La spesa sociale deve evolvere verso la media europea, con particolare attenzione ai disoccupati, ai non autosufficienti, ai poveri e per garantire l’accesso alla formazione. Il prelievo fiscale deve basarsi sulla progressività. Deve riequilibrarsi la distribuzione dei redditi; devono crescere retribuzioni e pensioni e deve ridursi il gigantesco trasferimento alle rendite. In tale contesto il recupero salariale assume valore centrale e vitale. Se si vuole rimettere in moto l’economia e dare dignità a chi è stato penalizzato in tutti questi anni bisogna aumentare in modo consistente la capacità d’acquisto delle lavoratrici e dei lavoratori.
Per un rilancio dell’economia provinciale bisogna essere in grado di costruire una ipotesi industriale. I distretti industriali mostrano la corda della crisi di sistema. L’apparato produttivo della provincia deve rinnovarsi: alcuni settori sono definitivamente superati e non potranno assolutamente competere con le produzioni dei paesi emergenti. Paradossalmente nell’epoca di “maggiore splendore” del privato emerge tutta la pochezza ed il completo fallimento dell’espulsione del pubblico. La presenza pubblica deve ritornare al centro della iniziativa. Chimica farmaceutica, aerospaziale, elettronica civile: ecco i settori che possono e devono trovare proposte d’insediamento sul territorio casertano.

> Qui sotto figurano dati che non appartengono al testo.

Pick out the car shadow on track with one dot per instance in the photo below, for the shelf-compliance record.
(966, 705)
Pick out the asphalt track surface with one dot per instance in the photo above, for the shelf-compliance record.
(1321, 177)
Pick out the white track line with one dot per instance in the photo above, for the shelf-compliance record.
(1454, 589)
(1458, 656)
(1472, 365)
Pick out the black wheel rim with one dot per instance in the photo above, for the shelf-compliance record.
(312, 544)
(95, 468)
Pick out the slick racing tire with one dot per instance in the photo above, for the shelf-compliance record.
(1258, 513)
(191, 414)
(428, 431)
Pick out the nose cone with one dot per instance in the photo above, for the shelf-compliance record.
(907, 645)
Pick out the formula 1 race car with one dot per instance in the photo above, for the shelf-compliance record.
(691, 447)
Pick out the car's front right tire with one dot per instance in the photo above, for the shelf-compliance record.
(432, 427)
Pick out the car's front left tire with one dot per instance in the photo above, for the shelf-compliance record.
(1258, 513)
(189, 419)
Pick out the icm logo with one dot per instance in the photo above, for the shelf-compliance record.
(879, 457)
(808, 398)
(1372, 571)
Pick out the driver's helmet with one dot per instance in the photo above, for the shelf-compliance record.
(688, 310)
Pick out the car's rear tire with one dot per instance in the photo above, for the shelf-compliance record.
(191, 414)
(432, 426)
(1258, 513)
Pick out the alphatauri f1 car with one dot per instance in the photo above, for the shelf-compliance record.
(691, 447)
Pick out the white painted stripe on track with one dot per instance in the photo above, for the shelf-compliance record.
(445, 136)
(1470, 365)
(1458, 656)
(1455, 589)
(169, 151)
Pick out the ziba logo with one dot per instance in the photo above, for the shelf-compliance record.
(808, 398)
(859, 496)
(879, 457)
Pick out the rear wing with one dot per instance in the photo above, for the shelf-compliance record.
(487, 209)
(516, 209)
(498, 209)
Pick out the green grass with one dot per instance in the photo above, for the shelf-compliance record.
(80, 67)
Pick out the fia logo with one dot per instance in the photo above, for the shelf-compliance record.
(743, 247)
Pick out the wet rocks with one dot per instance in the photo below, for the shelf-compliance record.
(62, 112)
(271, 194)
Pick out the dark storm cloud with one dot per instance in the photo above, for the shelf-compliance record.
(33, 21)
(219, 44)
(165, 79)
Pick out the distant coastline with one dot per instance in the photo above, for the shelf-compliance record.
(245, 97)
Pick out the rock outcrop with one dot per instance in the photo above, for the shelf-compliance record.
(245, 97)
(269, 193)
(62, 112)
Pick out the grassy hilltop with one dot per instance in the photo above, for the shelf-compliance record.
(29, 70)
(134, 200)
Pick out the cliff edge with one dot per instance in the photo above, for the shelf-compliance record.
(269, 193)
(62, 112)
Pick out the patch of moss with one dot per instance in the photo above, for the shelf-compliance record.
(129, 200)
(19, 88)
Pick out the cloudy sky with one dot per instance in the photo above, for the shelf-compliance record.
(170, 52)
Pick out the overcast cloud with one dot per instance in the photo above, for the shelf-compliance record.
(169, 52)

Il fallimento del piano dei rifiuti è sotto gli occhi di tutti. Dopo 14 anni di commissariamento non si è fatto alcun passo in avanti sul terreno della riduzione, della raccolta differenziata e del riciclaggio, condizione essenziale per un equilibrato ciclo integrato dei rifiuti che ci porti fuori dall’emergenza e risolva definitivamente il problema. L’emergenza non è solo ambientale ma anche politico-sociale e non vi è stato alcun tentativo di praticare forme di democrazia per definire linee e localizzazioni degli impianti. La mancanza di coinvolgimento e di partecipazione nelle scelte è caratteristica essenziale e determinante della attuale crisi. Per affrontare il problema dei rifiuti bisogna essere in grado di modificare modelli di consumo e stili di vita: si tratta di ridurre i rifiuti, favorendo il riuso; di sviluppare il riciclaggio, per valorizzare i residui dei consumi; di ripartire equamente dal punto di vista territoriale il carico di impatto ambientale, uscendo finalmente dal commissariamento e restituendo alle province la potestà in materia, lasciando alla regione il ruolo di coordinamento generale. Su questa base riteniamo possibile avanzare 4 proposte per un contro-piano dei rifiuti:
- riduzione dei rifiuti a monte attraverso una forte tassazione disincentivante degli imballi da consumo (bottiglie e contenitori di plastica usa e getta) e l’incentivazione diretta e indiretta del sistema “vuoto a rendere”;
- intensa attività di raccolta differenziata resa possibile dalla riduzione dei rifiuti, con il sistema “porta a porta” e attraverso una impostazione premiale e incentivante dei contributi da parte della regione alle amministrazioni comunali che raggiungono gli obiettivi di raccolta differenziata;
- realizzazione di un sistema integrato di riciclaggio (carta, vetro, plastica, metalli, verde e umido) che abbia una articolazione provinciale ed un controllo generale da parte della regione;
- conferimento del residuo indifferenziato secco in impianti di piccole dimensioni, diffusi sul territorio, con impatti ambientali sopportabili e l’assenso della popolazione.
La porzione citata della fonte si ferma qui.